In case anyone is confused by the clashing repos, here is how I was able to easily run this updated code.
Clone the original SD repo, which is what this code was built off of, and follow all the installation instructions:
https://github.com/CompVis/stable-diffusion
In that repo, replace the file ldm/modules/attention.py with this file:
https://raw.githubusercontent.com/neonsecret/stable-diffusio...
Now run a new prompt with a larger image. Note that the original model was trained on 512x512 and may lead to repetition especially if you try to increase both dimensions (this is mentioned in the SD readme) so just run with one dimension increased.
For example try the following example:
python scripts/txt2img.py --prompt "a person gardening, by claude monet" --ddim_steps 50 --seed 12000 --scale 9 --n_iter=1 --n_samples=1 --H=512 --W=1024 --skip_grid
I confirmed that if I run that command with the original attention.py, it fails due to lack of memory. With the new attention.py, it succeeds.
I wouldn’t recommend using that as-is. MPS doesn’t give deterministic random number generation, which means that seeds become meaningless and you won’t ever be able to reproduce something.
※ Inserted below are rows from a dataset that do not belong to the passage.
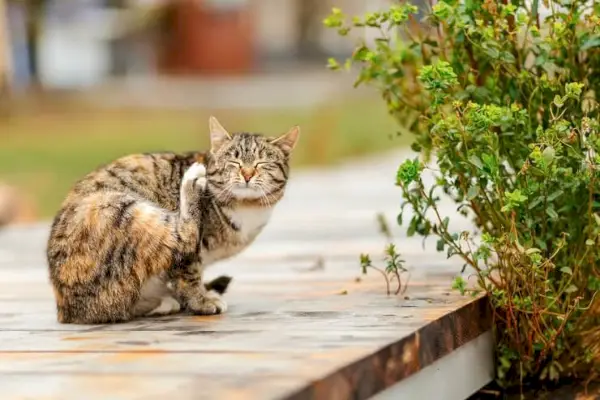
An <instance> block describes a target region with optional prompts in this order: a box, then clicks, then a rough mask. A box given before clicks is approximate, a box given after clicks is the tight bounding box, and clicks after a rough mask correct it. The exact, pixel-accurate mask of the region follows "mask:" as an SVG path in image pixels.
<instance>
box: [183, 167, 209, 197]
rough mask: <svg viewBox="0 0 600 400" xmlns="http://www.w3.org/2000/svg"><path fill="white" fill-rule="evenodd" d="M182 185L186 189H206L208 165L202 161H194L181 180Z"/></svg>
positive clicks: (193, 189) (189, 167) (192, 189)
mask: <svg viewBox="0 0 600 400" xmlns="http://www.w3.org/2000/svg"><path fill="white" fill-rule="evenodd" d="M181 186H182V187H185V188H186V189H192V190H194V189H196V190H201V191H202V190H204V189H206V167H205V166H204V164H201V163H193V164H192V165H191V166H190V167H189V168H188V170H187V171H185V174H184V175H183V179H182V181H181Z"/></svg>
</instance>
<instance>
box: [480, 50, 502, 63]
mask: <svg viewBox="0 0 600 400" xmlns="http://www.w3.org/2000/svg"><path fill="white" fill-rule="evenodd" d="M483 52H484V53H485V54H486V55H487V56H488V57H489V58H492V59H494V60H495V59H497V58H499V57H500V52H499V51H498V49H496V48H494V47H488V48H485V49H483Z"/></svg>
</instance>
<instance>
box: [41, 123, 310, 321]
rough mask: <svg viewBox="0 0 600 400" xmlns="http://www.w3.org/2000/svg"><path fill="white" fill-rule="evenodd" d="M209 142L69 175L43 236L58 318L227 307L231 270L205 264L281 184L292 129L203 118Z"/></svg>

You can work around it by generating random numbers on the CPU and then moving them to MPS, but that probably requires a fix in PyTorch.
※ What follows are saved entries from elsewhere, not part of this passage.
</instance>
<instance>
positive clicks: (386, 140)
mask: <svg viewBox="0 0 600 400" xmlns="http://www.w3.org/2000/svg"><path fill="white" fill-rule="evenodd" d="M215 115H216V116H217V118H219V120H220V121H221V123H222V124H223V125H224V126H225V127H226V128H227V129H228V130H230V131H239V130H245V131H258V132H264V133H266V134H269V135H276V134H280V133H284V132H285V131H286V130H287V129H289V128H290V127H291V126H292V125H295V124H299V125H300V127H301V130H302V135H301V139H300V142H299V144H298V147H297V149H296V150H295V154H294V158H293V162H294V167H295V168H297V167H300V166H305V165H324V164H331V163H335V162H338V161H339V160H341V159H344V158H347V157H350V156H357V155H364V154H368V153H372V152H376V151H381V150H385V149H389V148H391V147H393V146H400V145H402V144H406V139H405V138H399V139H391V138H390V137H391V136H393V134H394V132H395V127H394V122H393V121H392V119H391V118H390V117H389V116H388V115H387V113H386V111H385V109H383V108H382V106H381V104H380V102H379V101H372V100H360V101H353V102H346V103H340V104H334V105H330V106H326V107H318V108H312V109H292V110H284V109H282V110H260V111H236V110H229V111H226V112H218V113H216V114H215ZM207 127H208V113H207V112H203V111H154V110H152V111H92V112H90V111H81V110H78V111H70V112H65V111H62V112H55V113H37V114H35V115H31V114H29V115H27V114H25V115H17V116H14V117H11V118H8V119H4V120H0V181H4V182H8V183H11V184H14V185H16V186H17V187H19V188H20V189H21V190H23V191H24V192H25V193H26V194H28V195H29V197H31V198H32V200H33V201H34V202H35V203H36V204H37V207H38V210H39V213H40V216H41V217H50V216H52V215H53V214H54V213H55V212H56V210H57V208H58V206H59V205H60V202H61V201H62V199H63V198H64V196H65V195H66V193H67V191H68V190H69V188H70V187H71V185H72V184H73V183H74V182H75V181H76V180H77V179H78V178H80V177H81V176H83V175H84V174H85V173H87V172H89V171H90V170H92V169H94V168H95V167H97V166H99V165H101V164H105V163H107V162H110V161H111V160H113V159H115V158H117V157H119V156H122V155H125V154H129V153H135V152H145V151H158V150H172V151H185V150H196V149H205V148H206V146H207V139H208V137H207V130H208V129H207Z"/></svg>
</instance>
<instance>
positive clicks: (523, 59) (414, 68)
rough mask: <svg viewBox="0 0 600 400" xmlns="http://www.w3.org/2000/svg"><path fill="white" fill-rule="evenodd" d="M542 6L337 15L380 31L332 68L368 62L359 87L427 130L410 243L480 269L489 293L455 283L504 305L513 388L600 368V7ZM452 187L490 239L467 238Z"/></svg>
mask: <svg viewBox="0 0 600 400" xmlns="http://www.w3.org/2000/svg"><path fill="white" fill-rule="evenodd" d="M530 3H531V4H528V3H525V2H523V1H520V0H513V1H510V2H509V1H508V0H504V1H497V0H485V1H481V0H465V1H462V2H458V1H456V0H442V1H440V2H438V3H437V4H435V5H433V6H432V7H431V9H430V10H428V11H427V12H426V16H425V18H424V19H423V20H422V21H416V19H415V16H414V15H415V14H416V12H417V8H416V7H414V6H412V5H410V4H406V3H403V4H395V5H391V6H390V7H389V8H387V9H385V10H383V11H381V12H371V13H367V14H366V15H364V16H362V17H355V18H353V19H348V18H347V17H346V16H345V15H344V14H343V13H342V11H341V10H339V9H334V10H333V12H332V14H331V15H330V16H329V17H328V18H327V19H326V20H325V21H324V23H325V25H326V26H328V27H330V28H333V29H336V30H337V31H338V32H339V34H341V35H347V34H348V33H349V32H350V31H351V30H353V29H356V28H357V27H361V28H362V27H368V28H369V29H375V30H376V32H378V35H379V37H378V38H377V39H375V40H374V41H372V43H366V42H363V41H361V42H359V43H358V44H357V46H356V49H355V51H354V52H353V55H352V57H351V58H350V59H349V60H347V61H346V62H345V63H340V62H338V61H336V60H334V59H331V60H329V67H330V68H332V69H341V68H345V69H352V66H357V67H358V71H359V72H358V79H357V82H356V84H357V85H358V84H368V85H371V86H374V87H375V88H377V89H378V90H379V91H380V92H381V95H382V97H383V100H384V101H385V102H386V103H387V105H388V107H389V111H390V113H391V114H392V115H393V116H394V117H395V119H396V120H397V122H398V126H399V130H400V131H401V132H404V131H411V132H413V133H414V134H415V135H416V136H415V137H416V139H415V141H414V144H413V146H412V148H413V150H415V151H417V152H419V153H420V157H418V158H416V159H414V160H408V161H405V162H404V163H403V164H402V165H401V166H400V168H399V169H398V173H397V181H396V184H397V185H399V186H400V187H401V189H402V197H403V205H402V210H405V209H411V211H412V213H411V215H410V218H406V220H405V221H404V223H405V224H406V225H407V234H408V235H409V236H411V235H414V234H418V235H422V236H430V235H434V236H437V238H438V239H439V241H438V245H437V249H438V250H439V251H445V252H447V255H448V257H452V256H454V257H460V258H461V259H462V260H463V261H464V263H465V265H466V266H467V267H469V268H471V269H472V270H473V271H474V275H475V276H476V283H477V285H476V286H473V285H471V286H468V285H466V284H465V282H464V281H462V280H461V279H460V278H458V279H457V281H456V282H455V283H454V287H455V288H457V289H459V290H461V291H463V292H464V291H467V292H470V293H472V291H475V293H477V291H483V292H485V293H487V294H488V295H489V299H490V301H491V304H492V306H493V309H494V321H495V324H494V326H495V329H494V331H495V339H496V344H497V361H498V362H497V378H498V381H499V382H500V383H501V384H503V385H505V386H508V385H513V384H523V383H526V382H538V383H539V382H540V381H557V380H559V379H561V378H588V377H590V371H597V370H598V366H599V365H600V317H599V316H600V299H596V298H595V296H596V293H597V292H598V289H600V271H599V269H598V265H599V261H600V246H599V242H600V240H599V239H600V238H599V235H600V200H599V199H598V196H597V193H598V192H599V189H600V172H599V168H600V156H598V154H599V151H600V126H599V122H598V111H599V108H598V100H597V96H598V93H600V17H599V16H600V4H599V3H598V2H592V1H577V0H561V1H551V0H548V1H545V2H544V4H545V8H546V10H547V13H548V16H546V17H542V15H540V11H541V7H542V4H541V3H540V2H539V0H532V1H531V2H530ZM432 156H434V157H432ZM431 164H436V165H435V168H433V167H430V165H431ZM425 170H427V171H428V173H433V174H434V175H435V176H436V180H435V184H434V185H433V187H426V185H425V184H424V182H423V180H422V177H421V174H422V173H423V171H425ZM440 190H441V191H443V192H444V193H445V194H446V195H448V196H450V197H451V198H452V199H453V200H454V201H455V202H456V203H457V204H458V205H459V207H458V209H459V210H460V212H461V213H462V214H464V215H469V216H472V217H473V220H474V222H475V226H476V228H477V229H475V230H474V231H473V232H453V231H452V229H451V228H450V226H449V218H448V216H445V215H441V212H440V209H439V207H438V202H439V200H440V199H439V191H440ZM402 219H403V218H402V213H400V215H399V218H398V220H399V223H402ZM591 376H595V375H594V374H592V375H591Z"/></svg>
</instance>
The MPS support issue for diffusers is here:
https://github.com/huggingface/diffusers/issues/292
…and it links to the relevant PyTorch issue here:
https://github.com/pytorch/pytorch/issues/84288
Not sure about the 6600, but there is a guide for Linux at least:
https://m.youtube.com/watch?v=d_CgaHyA_n4&feature=emb_logo
And this is somehow relevant (possibly), as I kept the link open.
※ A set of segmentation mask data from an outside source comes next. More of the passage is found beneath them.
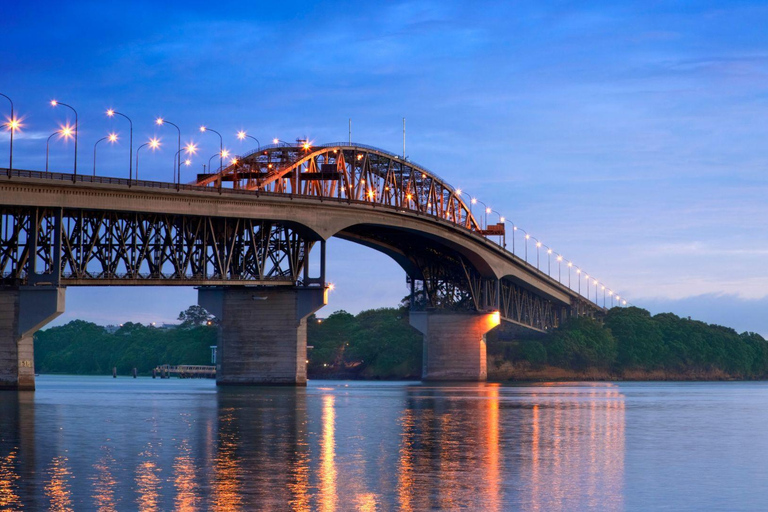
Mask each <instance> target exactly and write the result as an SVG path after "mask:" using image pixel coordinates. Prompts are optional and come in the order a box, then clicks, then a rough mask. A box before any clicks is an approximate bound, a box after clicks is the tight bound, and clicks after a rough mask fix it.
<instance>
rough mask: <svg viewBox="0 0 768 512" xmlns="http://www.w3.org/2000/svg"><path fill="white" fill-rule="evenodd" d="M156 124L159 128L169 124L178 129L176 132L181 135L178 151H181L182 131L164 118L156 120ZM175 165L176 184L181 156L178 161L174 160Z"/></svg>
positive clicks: (180, 159)
mask: <svg viewBox="0 0 768 512" xmlns="http://www.w3.org/2000/svg"><path fill="white" fill-rule="evenodd" d="M155 123H156V124H157V125H158V126H163V125H164V124H169V125H171V126H173V127H174V128H176V131H177V132H178V135H179V141H178V142H179V147H178V150H179V151H181V129H180V128H179V127H178V126H176V125H175V124H173V123H172V122H170V121H167V120H165V119H163V118H162V117H158V118H157V119H155ZM179 154H180V153H179ZM173 165H174V168H173V181H174V182H175V181H176V169H177V168H178V169H179V170H181V156H179V158H178V160H177V159H175V158H174V162H173Z"/></svg>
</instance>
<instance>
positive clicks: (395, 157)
mask: <svg viewBox="0 0 768 512" xmlns="http://www.w3.org/2000/svg"><path fill="white" fill-rule="evenodd" d="M333 147H347V148H350V147H356V148H362V149H367V150H369V151H376V152H377V153H381V154H382V155H385V156H387V157H389V158H394V159H395V160H400V161H401V162H405V163H406V164H407V165H408V166H410V167H414V168H418V169H419V170H420V171H424V172H425V173H427V174H429V175H430V176H432V177H434V178H436V179H438V180H440V181H441V182H442V183H443V184H444V185H445V186H446V187H447V188H449V189H451V190H455V189H453V187H451V186H450V185H449V184H448V182H447V181H445V180H444V179H443V178H442V177H440V175H439V174H437V173H435V172H432V171H430V170H429V168H427V167H425V166H423V165H421V164H419V163H417V162H414V161H413V160H411V159H410V158H403V156H402V155H396V154H394V153H392V152H391V151H387V150H386V149H381V148H377V147H376V146H371V145H369V144H360V143H359V142H352V143H350V142H331V143H326V144H312V149H318V148H333ZM285 148H294V149H296V150H297V151H298V150H301V145H300V144H299V143H296V144H295V145H294V144H288V143H285V142H281V143H279V144H267V145H265V146H260V147H259V148H257V149H253V150H251V151H248V152H246V153H242V154H240V155H238V158H240V159H242V158H247V157H249V156H251V155H255V154H256V153H260V152H262V151H269V150H270V149H285Z"/></svg>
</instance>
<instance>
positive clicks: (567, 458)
mask: <svg viewBox="0 0 768 512" xmlns="http://www.w3.org/2000/svg"><path fill="white" fill-rule="evenodd" d="M37 388H38V389H37V391H36V392H34V393H30V392H22V393H15V392H2V393H0V510H6V509H10V510H15V509H21V508H22V507H23V508H25V509H31V510H45V509H50V510H174V509H175V510H290V509H293V510H322V511H325V510H327V511H331V510H365V511H370V510H427V509H431V510H450V509H456V508H465V509H470V510H489V511H501V510H534V511H536V510H540V511H551V510H644V511H645V510H675V511H677V510H765V509H766V507H767V506H768V493H767V491H768V435H766V434H765V429H766V424H767V423H768V422H767V421H766V420H768V384H766V383H620V384H612V383H558V384H536V385H509V386H508V385H497V384H453V385H434V384H422V383H418V382H408V383H403V382H397V383H389V382H386V383H381V382H375V383H374V382H342V381H312V382H311V383H310V384H309V386H308V387H307V388H299V389H293V388H236V389H232V388H219V389H217V388H216V386H215V384H214V382H212V381H208V380H175V379H170V380H160V379H157V380H152V379H149V378H139V379H131V378H118V379H112V378H107V377H74V376H41V377H39V378H38V380H37Z"/></svg>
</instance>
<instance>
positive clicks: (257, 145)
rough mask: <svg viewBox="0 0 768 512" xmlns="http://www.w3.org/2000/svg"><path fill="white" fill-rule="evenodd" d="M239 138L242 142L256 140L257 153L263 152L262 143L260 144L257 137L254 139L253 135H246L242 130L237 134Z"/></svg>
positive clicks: (243, 130) (242, 130) (247, 134)
mask: <svg viewBox="0 0 768 512" xmlns="http://www.w3.org/2000/svg"><path fill="white" fill-rule="evenodd" d="M237 138H238V139H240V140H245V139H253V140H255V141H256V151H261V142H259V139H257V138H256V137H254V136H252V135H248V134H247V133H245V131H244V130H240V131H239V132H237Z"/></svg>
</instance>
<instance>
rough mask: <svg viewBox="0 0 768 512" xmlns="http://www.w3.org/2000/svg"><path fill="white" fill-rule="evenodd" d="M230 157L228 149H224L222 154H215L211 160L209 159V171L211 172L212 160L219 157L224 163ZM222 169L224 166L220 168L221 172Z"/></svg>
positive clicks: (220, 170) (222, 150)
mask: <svg viewBox="0 0 768 512" xmlns="http://www.w3.org/2000/svg"><path fill="white" fill-rule="evenodd" d="M229 155H230V152H229V150H227V149H222V150H221V151H220V152H218V153H214V154H213V155H212V156H211V158H209V159H208V171H209V172H211V160H213V159H214V158H216V157H217V156H218V157H219V160H220V161H223V160H224V159H225V158H229ZM221 169H223V165H222V166H221V167H220V168H219V171H221Z"/></svg>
https://github.com/RadeonOpenCompute/ROCm-docker/issues/38
Yeah, but with the CompVis derived repos, it’s pretty easy to go in and change all the calls to PyTorch random number generators.
Having said that, the last comment [0] on the PyTorch issue gave me the idea of monkey patching the random functions. The supplied code assumes you’re always passing in a generator, which is not true in this case, but if you monkey patch the three rand/randn/randn_like functions to do nothing but swap out the device parameter for 'cpu' and then call to('ops') on the return value, it’s enough to get stable seed functionality for the CompVis derived repos without modifying their code, so I’m guessing it will probably work for diffusers as well.
Also, it’s probably a bug in the CompVis code, but even after you fix the random number generator, the very first run in a session uses an incorrect seed. The workaround is to generate an image once to throw away whenever you start a new session.
[0] https://github.com/pytorch/pytorch/issues/84288#issuecomment...
https://github.com/magnusviri/stable-diffusion/commit/d0b168...
Copying this change fixed seeds on M1 for me.